In the case of income inequality, the economics literature is predominantly interested in inequality within countries. To get a sense of the extent of inequality, economists employ single national-level indicators. Prominent examples are the Gini-Index and the share of incomes going to the top 1 percent. This approach has illustrated the rapid increase of income inequality experienced by many countries and advanced our knowledge on how economic and socio-political processes shape inequalities within countries. However, it conceals important aspects of the underlying (national) income distributions. The geographic variation in income inequality across sub-national scales is a major aspect in this regard.
The regional inequality literature, on the other hand, is interested in inequality between regions at various spatial scales. Research in this field asked whether regions have become more similar over time or not. While work in this area spotlights differences in mean incomes between regions and unravels which regions contribute most to levels and trends in income inequality, it tends to ignore the distribution of income within the regions.
In our ongoing research project, we attempt to establish the connection between inequality within and inequality between regions. We offer a framework for the study of the geography of income inequality that enables us to learn which spatial scales and regions shape and share national level inequality trends. In what follows, we sketch that methodological setup as we apply it to income inequality in the United States, and we present selected preliminary results that we consider particularly interesting and important.
Beyond the Gini and the mean
We start by employing tract-level data of the 5-year vintages of the American Community Survey (ACS) for the period 2010 to 2018. We rely on the 16 brackets of total annual household income that are available for each tract in each year. These provide the number of households within each of the brackets that range from “less than $ 10,000” to “200,000” or more”. By applying recently developed Generalized Pareto Curve estimation, we recover the full income distribution for each tract in each year while adjusting for top incomes that are missing in the survey. These full income distributions allow us to estimate any inequality indicator of interest. As previous research on regional income inequality in the US was shaped, and to some extent restricted, by the few inequality measures (the Gini coefficient and the coefficient of variation) being published by the Census Bureau, this constitutes a major advantage in comparison to earlier work.
An inequality indicator that is particularly appealing for our application is Theil’s T. This index allows us to express national level income inequality in the United States as the sum of inequality between states, between counties, between tracts, and within tracts. Within tract inequality, at the same time, is inequality among all the households living therein.
Three realities of income inequality dynamics in the United States
The US has seen a notable increase in income inequality between 2010 and 2018, a period in which the Theil’s T index increased from 0.459 to 0.485. But this national experience was shared by few regions. For instance, only 6% (4,300) of the tracts have had a level of income inequality similar to US wide inequality in 2010, while less than 1% of tracts (670) have shared the increase in income inequality that happened to the country over that period.

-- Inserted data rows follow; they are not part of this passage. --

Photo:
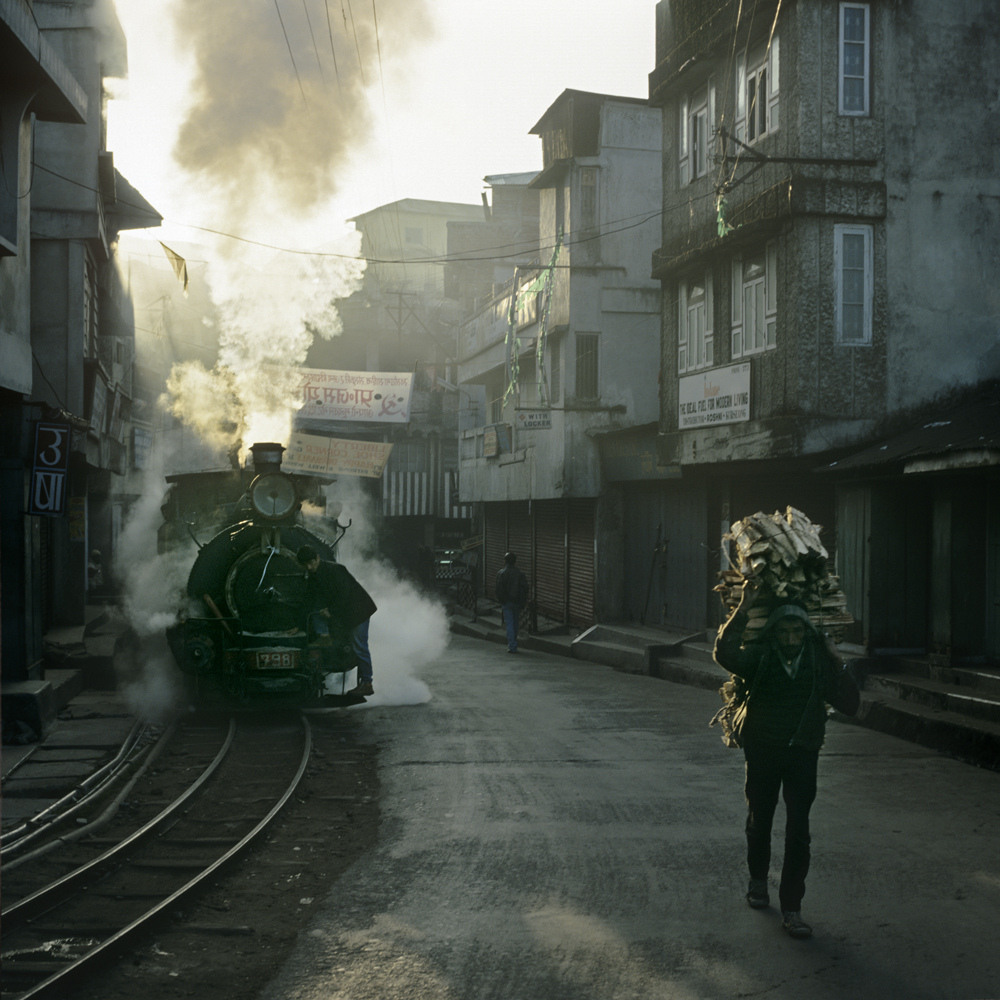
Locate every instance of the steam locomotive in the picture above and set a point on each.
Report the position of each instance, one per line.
(240, 638)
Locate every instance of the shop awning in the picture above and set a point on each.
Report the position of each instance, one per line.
(966, 436)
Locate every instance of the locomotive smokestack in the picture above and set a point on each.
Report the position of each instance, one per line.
(267, 456)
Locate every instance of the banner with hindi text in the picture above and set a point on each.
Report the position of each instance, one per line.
(382, 397)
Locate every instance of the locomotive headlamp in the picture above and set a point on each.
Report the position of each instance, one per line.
(273, 496)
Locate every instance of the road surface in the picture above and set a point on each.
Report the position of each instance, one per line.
(554, 829)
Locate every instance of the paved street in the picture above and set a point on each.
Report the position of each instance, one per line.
(555, 829)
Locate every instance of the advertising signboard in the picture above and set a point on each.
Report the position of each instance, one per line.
(718, 396)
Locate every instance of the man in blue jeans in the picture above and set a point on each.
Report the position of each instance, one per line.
(512, 593)
(336, 599)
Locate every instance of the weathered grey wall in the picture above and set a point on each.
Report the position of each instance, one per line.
(15, 285)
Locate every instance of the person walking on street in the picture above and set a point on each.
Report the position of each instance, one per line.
(512, 593)
(336, 600)
(791, 673)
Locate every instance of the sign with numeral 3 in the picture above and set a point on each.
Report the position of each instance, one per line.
(49, 469)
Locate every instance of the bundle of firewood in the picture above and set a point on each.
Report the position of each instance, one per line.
(785, 554)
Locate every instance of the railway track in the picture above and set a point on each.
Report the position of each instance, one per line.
(59, 934)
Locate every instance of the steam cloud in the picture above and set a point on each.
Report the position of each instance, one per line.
(266, 327)
(279, 102)
(279, 118)
(270, 123)
(409, 629)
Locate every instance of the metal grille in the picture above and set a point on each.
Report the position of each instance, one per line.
(581, 562)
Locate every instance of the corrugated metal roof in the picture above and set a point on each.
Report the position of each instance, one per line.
(965, 436)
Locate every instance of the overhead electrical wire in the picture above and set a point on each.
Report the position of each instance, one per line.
(305, 7)
(291, 55)
(455, 258)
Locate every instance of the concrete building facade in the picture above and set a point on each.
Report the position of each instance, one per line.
(66, 318)
(563, 352)
(828, 264)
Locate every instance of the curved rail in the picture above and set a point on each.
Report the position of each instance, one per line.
(38, 902)
(96, 784)
(57, 984)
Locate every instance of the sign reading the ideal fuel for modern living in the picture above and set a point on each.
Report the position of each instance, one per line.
(718, 396)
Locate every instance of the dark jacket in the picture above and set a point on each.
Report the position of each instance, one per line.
(512, 586)
(781, 710)
(332, 588)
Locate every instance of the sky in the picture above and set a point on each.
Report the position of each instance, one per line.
(228, 126)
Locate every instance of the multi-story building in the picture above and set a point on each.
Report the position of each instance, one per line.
(829, 274)
(66, 318)
(400, 321)
(564, 352)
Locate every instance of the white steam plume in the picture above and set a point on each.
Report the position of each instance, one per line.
(409, 629)
(153, 588)
(267, 324)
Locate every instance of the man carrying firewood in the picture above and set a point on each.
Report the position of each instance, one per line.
(791, 673)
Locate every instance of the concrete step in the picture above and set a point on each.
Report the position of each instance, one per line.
(965, 737)
(935, 694)
(628, 658)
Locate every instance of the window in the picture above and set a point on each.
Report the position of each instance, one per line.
(590, 232)
(586, 365)
(754, 301)
(852, 253)
(855, 41)
(697, 128)
(695, 346)
(555, 373)
(757, 92)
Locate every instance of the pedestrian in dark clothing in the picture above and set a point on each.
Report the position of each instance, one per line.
(791, 673)
(338, 603)
(512, 593)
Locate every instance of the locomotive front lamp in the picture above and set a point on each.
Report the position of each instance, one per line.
(273, 496)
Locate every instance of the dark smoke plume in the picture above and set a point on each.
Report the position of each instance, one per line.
(275, 117)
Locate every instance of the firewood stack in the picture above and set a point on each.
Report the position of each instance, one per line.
(785, 554)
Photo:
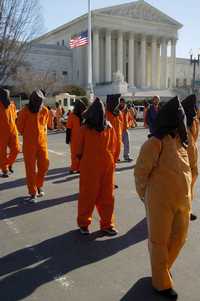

Furthermore, we find that income inequality is driven by inequality within tracts both within a single year and over time.
We also investigate which and how many tracts drive national level income inequality. Our results suggest that between 2010 and 2018 one half of the 71,320 tracts have experienced neither an increase in income inequality nor an increase in mean income. It is only a small number of tracts, roughly 1.5% of them, that drive US inequality up (The map below shoes where most of them are located). Had income inequality remained stable in this small number of tracts, there would have been no increase in national level income inequality at all. However, there is a similar number of tracts that act as strong equalizers of national level inequality. Had inequality not decreased in these tracts, the increase in income inequality of the US would have been twice as high as it was.